Os Mattos Maia, como se vê, têm origem escravagista, assim como dona Maria de Moura tem a sua nos horrores da escravidão. Sabem manipular a opinião pública, entocar pessoas em benefício próprio, escamotear as leis e cometer crimes, como racismo e cárcere privado. Seus antepassados, há mais de cem anos, trancafiavam negros acorrentados nas senzalas; hoje, seus herdeiros os amordaçam nos apartamentos. Em entrevista domingo ao Fantástico, disse Ana Luiza, sobrinha da vítima, lamentando a situação: “Eu sinto dor. Eu olho para ela e eu vejo uma escrava. Eu vejo escravidão”.

Dona Maria de Moura foi resgatada em março de 2022, após denúncia anônima, pelo Ministério Público do Trabalho (MPT). Nunca um caso tão longevo tinha sido registrado pelo órgão. O procurador Thiago Gurjão, integrante da Núcleo Regional da Coordenadoria Nacional de Erradicação do Trabalho Escravo (Conaete), que denunciou mãe e filho, acerta quando diz da correlação entre esse crime e “um meio de enriquecimento ilícito”.

Em sua defesa, os ex-patrões alegam que a vítima “era parte da família”, e o advogado dos denunciados, Marcos Vecchi, chegou a dizer em entrevista que os acusados estão sofrendo “racismo estrutural reverso”. Risível.

Atualmente com 87 anos, Dona Maria de Moura chegou à casa da família aos 12 anos e foi resgatada em março de 2022. Caso é o mais longevo já registrado, segundo promotora do MPT – Reprodução/Fantástico

Com a saúde debilitada, quase cega e com sintomas de demência, dona Maria de Moura perdeu a vida inteira em troca de maus-tratos e humilhação. A denúncia por parte do MPT é causa justa e urgente, mas está longe de reparar danos materiais correlatos.

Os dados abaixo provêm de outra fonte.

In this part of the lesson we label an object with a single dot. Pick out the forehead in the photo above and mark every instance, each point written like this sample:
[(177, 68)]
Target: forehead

Os números sobre a escravidão doméstica só crescem. Segundo o Código Penal, a definição de trabalho análogo à escravidão é o “caracterizado pela submissão de alguém a trabalhos forçados ou jornada exaustiva, quer sujeitando-o a condições degradantes de trabalho, quer restringindo, por qualquer meio, sua locomoção em razão de dívida contraída com o empregador ou seu preposto”.

Em seu excelente livro, “Racismo Brasileiro: uma História da Formação do País” (Todavia), a historiadora Ynaê Lopes dos Santos é assertiva no diagnóstico da escravidão brasileira quando diz que “a liberdade de pessoas negras não era a mesma usufruída pelas brancas”. Para ela, “a história do racismo no Brasil é, também, uma história de permanências”.

Faz-se urgente estancar na fonte tantas atrocidades e ofensas praticadas por “pessoas de bem” contra a população negra —de motoboys a escritores. Em 2023, segundo o Ministério dos Direitos Humanos e Cidadania (MDHC), houve um aumento de 61% nas denúncias de trabalho escravizado no país em relação ao ano anterior –de 2.119 para 3.422 casos.

Qualquer que seja o número, sempre haverá dor e sofrimento de uma parte e regozijo e benefício de outra. Essa ordem absurda precisa parar e já. Para isso, a Justiça precisa punir, sem atenuantes, os praticantes desses crimes hediondos.